Charles Petzold



Despite being awarded an opus number, the Opus 76 Piano Variations is a minor work, much less interesting musically than the WoO 80 variations in the form of a chaconne (Day 200). Yet, in its simplicity, brevity, and good-natured vulgarity, the Opus 76 Variations are great fun.

#Beethoven250 Day 225
6 Variations for Piano in D Major (Opus 76), 1809

I’m not sure if Hungarian pianist Ervin Nagy is playing this as part of a concert program or an encore piece, but it works either way.

Beethoven’s Opus 76 Piano Variations are sometimes called the “Turkish March” Variations because of the Turkish flavor to the theme, and because Beethoven reused the theme two years later for the Turkish March section of his incidental music for The Ruins of Athens (Opus 113).

#Beethoven250 Day 225
6 Variations for Piano in D Major (Opus 76), 1809

David Korevaar keeping himself sane during quarantine.

After the last Presto variation, two soft isolated notes seem to signal a confusion about how to end.
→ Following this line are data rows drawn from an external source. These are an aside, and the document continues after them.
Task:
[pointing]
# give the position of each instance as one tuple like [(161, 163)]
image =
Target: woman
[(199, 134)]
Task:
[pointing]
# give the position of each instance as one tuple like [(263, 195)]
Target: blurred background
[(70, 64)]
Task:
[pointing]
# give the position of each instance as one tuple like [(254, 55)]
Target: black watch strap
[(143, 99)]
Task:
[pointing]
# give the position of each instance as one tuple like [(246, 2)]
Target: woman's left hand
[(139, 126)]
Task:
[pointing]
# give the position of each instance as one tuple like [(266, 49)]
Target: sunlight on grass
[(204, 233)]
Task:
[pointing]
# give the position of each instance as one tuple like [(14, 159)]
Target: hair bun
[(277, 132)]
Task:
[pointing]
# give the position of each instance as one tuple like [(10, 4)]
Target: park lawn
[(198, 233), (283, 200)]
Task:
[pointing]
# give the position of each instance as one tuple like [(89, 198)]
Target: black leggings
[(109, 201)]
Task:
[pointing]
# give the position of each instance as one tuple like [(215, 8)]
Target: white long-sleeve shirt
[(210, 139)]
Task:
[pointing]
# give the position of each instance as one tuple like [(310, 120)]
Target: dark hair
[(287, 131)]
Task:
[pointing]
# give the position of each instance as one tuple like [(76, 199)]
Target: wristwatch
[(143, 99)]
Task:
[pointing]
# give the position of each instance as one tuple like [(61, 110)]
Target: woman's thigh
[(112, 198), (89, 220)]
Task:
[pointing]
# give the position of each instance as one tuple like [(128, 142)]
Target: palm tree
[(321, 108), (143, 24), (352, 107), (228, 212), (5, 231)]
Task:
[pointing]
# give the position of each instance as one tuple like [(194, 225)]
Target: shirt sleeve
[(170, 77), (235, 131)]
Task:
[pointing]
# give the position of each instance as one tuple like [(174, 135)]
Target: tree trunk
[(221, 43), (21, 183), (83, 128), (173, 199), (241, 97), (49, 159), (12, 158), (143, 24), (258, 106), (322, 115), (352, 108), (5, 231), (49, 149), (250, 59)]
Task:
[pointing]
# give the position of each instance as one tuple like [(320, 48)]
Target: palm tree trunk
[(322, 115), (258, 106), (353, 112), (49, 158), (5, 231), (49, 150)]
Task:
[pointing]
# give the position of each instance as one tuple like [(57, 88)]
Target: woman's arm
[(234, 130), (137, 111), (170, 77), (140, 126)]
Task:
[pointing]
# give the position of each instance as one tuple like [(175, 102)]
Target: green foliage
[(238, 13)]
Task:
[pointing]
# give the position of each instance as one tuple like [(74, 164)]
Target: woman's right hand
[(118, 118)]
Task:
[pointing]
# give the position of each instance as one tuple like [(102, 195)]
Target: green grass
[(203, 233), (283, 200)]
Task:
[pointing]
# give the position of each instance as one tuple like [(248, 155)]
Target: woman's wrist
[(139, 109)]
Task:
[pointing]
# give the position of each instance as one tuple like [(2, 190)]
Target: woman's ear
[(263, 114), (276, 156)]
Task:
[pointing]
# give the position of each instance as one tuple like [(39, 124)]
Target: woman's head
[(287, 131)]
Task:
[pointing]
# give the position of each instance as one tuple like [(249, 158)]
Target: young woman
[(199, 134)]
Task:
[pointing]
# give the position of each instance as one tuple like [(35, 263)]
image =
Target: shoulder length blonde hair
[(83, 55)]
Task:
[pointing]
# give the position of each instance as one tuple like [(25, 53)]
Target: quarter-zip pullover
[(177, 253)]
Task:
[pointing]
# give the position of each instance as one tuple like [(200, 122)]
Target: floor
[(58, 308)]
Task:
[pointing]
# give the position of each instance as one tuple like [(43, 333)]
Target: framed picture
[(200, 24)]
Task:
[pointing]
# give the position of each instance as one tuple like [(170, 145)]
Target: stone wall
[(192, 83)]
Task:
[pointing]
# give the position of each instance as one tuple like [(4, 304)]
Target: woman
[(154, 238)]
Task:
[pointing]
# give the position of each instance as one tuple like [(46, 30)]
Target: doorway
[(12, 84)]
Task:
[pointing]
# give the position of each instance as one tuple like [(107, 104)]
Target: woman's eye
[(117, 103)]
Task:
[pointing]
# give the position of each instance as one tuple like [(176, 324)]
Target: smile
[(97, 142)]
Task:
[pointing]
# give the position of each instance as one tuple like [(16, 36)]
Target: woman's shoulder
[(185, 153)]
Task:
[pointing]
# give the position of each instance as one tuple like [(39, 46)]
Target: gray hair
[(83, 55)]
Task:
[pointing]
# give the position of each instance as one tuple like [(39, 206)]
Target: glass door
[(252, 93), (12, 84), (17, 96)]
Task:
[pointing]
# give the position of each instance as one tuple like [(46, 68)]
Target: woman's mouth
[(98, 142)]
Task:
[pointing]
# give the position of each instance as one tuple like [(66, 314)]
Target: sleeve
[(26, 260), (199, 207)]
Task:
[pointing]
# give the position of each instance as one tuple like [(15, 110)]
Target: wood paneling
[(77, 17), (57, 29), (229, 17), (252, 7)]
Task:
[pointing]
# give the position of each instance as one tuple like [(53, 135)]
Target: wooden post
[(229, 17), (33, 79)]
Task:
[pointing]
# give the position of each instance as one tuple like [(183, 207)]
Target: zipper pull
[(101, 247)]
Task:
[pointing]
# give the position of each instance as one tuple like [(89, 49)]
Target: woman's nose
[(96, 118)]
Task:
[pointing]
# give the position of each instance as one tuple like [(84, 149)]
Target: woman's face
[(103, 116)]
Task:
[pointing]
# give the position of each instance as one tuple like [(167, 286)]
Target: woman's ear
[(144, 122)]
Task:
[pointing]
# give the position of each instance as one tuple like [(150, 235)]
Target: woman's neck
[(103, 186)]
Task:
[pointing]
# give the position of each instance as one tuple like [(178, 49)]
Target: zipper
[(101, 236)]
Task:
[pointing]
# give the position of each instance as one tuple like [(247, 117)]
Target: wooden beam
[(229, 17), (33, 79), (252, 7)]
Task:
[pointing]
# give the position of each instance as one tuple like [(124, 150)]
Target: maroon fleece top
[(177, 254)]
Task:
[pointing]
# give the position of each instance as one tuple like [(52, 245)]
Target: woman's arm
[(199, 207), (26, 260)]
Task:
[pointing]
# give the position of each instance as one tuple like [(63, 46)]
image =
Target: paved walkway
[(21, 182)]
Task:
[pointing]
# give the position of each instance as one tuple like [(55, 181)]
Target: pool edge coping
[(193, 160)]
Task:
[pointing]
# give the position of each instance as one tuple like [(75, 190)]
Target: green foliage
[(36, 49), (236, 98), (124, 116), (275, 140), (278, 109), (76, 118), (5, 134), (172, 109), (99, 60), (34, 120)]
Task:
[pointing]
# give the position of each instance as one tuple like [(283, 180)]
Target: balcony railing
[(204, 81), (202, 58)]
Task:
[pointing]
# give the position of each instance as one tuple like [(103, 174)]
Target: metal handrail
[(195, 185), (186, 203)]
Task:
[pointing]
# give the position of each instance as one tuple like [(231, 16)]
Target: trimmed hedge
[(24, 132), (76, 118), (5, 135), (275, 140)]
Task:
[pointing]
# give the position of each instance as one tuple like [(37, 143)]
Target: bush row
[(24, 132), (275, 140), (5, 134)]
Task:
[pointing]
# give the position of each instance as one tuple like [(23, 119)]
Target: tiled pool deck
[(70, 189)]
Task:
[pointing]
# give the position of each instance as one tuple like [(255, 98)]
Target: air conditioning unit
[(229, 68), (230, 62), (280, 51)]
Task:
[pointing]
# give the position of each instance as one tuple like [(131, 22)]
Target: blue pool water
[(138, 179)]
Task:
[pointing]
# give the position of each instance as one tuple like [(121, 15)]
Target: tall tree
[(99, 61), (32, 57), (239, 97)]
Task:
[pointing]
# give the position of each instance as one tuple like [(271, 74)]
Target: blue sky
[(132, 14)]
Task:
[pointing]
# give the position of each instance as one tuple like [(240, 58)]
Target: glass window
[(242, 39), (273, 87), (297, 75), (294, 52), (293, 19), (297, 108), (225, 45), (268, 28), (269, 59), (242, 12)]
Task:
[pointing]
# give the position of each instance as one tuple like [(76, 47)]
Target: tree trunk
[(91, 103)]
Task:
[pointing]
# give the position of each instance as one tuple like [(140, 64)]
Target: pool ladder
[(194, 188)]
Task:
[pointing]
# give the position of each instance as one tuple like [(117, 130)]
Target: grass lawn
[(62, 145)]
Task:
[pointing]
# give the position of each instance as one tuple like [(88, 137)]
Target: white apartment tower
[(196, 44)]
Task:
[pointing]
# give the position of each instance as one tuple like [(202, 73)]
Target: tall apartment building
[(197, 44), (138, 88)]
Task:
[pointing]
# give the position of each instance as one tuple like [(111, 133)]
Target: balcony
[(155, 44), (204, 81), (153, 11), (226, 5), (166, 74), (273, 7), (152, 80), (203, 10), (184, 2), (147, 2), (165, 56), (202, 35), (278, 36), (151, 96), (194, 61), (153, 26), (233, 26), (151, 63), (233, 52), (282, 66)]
Then the theme comes back, quite confidently, but not providing a proper ending either. (These are not the Goldberg Variations, after all.)

Beethoven’s solution: “More coda!”

In an 1889 article, German musicologist Frederich Niecks found the more Turkish-sounding variations in Opus 76 to be “grotesque rather than characteristic,” and included Opus 76 among Beethoven's works that “have shown us how low a man of genius may fall.”

#Beethoven250 Day 225
6 Variations for Piano in D Major (Opus 76), 1809

This is a work well suited for a period piano with percussion, cymbals, and a variety of timbres.

Opus 76 is Beethoven’s last set of piano variations for a decade, until he began playing around with a silly little waltz by Anton Diabelli.